Thursday, February 9, 2012

Barnum's American Museum


Barnum's Amercian Museum was a museum in "Whitman's New York."  He was recorded as going there at least a couple times and he even interviewed Mr. Barnum himself whose vision of the museum was to show what life is.  He is quoted as saying, "here it is life" (240).  I feel like Whitman would be intrigued with the attractions of the museum.  There was a Lecture Room, wax museum, zoo, and theatre.  All attractions that have to do with the arts, with the art of imagination and nature.

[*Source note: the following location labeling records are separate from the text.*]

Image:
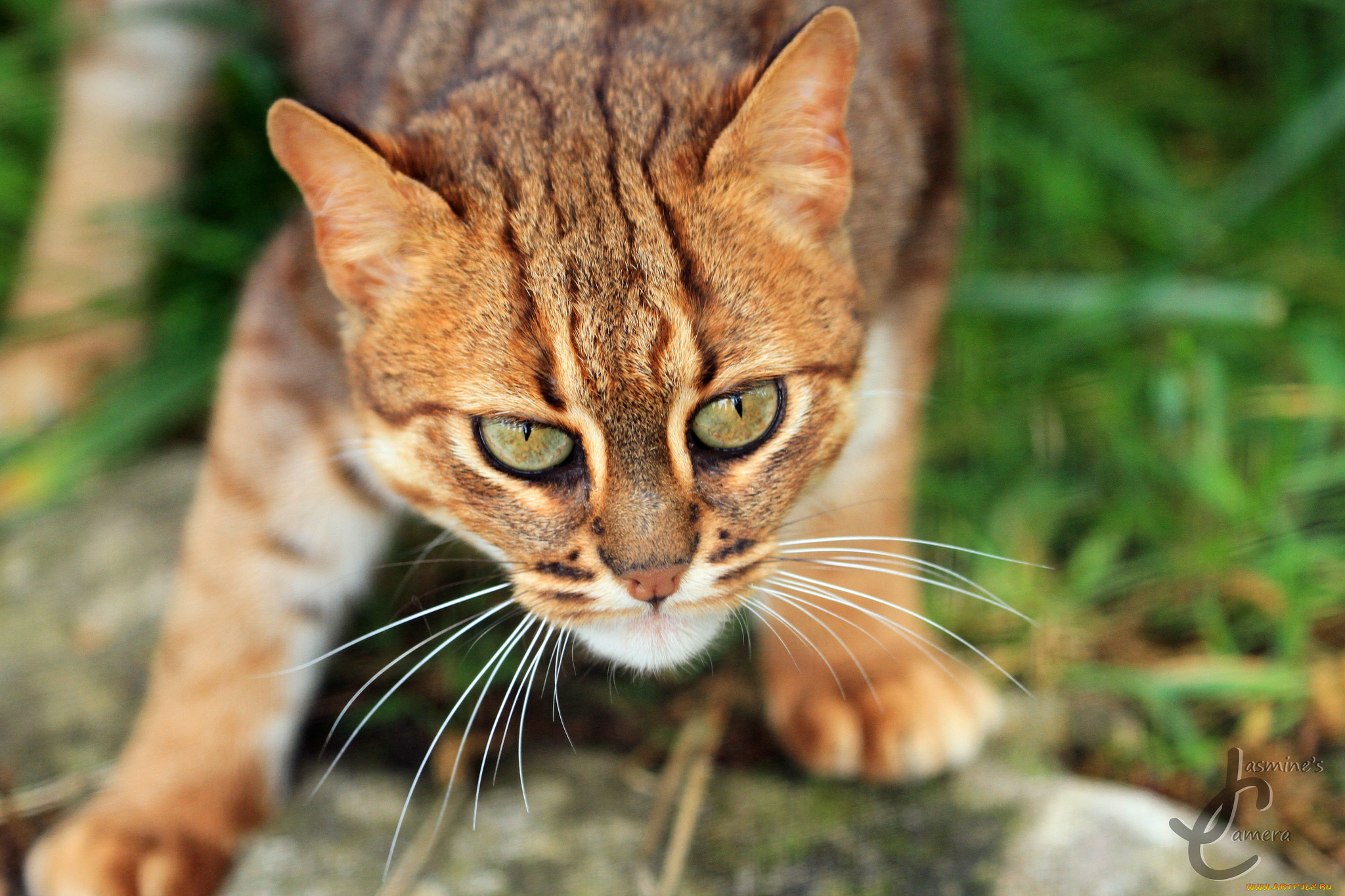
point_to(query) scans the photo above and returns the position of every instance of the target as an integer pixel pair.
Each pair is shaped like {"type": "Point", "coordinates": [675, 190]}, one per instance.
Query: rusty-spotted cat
{"type": "Point", "coordinates": [612, 291]}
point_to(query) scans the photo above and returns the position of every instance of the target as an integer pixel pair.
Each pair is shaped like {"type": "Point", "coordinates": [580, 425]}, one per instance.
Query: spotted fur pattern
{"type": "Point", "coordinates": [596, 215]}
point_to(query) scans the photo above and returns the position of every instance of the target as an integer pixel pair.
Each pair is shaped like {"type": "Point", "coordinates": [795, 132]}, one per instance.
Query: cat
{"type": "Point", "coordinates": [612, 291]}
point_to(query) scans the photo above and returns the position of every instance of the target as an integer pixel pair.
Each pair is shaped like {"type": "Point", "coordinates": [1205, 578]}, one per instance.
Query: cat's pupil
{"type": "Point", "coordinates": [739, 418]}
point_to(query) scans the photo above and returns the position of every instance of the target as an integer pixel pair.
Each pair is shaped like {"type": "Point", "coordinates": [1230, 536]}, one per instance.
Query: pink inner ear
{"type": "Point", "coordinates": [793, 127]}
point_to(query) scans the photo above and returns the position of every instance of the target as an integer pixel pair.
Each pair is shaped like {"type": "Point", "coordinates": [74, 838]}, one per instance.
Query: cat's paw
{"type": "Point", "coordinates": [916, 720]}
{"type": "Point", "coordinates": [104, 852]}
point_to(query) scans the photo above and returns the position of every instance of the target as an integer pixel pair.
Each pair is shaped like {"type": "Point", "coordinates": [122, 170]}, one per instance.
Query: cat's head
{"type": "Point", "coordinates": [608, 352]}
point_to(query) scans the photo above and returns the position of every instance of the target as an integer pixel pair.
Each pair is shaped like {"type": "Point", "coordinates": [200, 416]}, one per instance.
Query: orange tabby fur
{"type": "Point", "coordinates": [596, 215]}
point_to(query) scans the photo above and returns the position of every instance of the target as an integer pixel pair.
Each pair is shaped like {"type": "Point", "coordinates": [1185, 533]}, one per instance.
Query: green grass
{"type": "Point", "coordinates": [1141, 387]}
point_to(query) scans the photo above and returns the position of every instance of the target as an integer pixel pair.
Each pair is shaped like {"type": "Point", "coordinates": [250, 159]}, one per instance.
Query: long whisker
{"type": "Point", "coordinates": [892, 538]}
{"type": "Point", "coordinates": [518, 679]}
{"type": "Point", "coordinates": [522, 717]}
{"type": "Point", "coordinates": [910, 636]}
{"type": "Point", "coordinates": [400, 683]}
{"type": "Point", "coordinates": [556, 689]}
{"type": "Point", "coordinates": [751, 608]}
{"type": "Point", "coordinates": [912, 576]}
{"type": "Point", "coordinates": [493, 667]}
{"type": "Point", "coordinates": [821, 609]}
{"type": "Point", "coordinates": [490, 736]}
{"type": "Point", "coordinates": [904, 559]}
{"type": "Point", "coordinates": [929, 621]}
{"type": "Point", "coordinates": [803, 639]}
{"type": "Point", "coordinates": [433, 543]}
{"type": "Point", "coordinates": [390, 625]}
{"type": "Point", "coordinates": [801, 608]}
{"type": "Point", "coordinates": [377, 675]}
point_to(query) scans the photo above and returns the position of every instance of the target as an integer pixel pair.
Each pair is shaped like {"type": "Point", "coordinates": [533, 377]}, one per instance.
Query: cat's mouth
{"type": "Point", "coordinates": [658, 639]}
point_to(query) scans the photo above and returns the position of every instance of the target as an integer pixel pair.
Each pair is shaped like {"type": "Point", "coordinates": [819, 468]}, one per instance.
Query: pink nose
{"type": "Point", "coordinates": [653, 585]}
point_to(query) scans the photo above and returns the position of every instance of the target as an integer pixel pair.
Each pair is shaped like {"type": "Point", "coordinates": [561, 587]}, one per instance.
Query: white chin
{"type": "Point", "coordinates": [653, 641]}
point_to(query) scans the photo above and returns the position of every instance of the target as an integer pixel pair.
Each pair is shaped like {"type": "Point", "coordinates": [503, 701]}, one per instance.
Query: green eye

I see Whitman going here to experience the quirkiness of life.  There were such things as a mummified monkey and exotic animals.  The types of people going here would be an eclectic mix as well since the items in the attractions were probably not part of the social norm.   It seems that Whitman is very conscious of the people around him which could mean that he would be the type to enjoy people watching.  In an excerpt from Specimen Days, Broadway Sights, he describes Edgar Allan Poe.  "I have a distinct and pleasing remembrance of his looks, voice, manner and matter; very kindly human, but subdued, perhaps a little jaded.  For another of my reminiscences..a bent feeble but stout-built very old man, bearded, swathed in rich furs, with a great ermine cap on his head..."  His descriptions are so specific.

Unfortunately, Barnum's American Museum burned down in 1865.